A guest post by my friend Aimee

I offered to write something on gratitude
But I had no idea how difficult it would be to put into 1000 words or less,
The overwhelming amount that I feel
When I tried, I sounded like an annoying Pollyanna
I made myself a little sick reading what I’d written
Perspective is everything so I will attempt to give you mine

At the age of 35 I nearly died
I had a large aortic aneurysm
It was so large none of the medical professionals who saw it had ever seen one that big
A tech administering my follow-up echo after surgery said, “Oh I’m sure people have had aneurysms as large, they just died before they made it to the hospital.”
The emotional fall out for me was huge
I suffered anxiety, depression and I ended an 11 year relationship with my son’s Father.

At 36 the same disease that attacked my heart, attacked my eyes and I went legally blind for a period of time.
I was finally diagnosed with an often fatal, auto-immune disease and I spent the year fighting for my vision, my life, and custody of my child.

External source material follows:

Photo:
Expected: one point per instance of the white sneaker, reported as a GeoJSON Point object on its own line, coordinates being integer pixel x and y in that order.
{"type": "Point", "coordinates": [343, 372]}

It was the year I turned 37, just after going blind, that I lost everything, but also gained everything
I could no longer work, I was in court trying to keep my child at least once a month, and I was in and out of the hospital and doctors offices just as often
For the first time in my life, probably since the age of 15, I had to rely heavily on others
I felt helpless and lost all sense of independence
My parents drove me everywhere and I was financially dependent on my boyfriend
I did not feel like an adult
But I was incredibly grateful to be surrounded by friends and family so willing to give and do so much for me.  It was during that time of dependence and vulnerability that I started to see and appreciate just how much good there was in my life

I am 38
Custody has been resolved and although my disease is not in remission, I can see enough to drive again
And I am starting to feel better overall
I don’t spend most of my days sick in bed or on the couch and I am able to help around the house, cook and run errands, lessening the burden on my now fiancé
He, supported, cooked, cleaned, and carried me through last year
He did not sign up for this at all
He met a very independent woman who never wanted to lean on anyone
And less than a year into the relationship he had to do everything for me and he did it all without question or a single complaint
My Father, who was never a person on which I could rely
Suddenly became a person on whom I could rely
And a lot of my childhood wounds, feeling abandoned by him, were finally healed
The number of friends and family who stood by, while I was humbled with weakness
And offered emotional support, kindness, and generosity overwhelms me
Last year taught me about the goodness in humanity
Even though it was a lesson taught through the most trying of times
I’m thankful for it
I view the horrible year, as a gift
It changed me and it changed how I conduct myself
I am a better person and I’m happier
My perspective on life has completely changed
And for that, I have nothing but gratitude

photo aimee

Aimee is a writer, and a mother of two boys, a dog, a cat, and five chickens.  She’d like to write prose, but each time she tries, she writes poetry.  Her hair is the color of corn at harvest, and her laughter makes each snapshot of her…perfectly, beautifully Aimee.

Aimee and I have been friends for nearly nine years, but have yet to  meet in person.  She is, and always has been, an inspiration to me, and my admiration for her grows all the time.
Throughout the month of November, I will be posting stories of change, gratitude, forgiveness, and grace — both my own words, and the tales of carefully selected guest voices.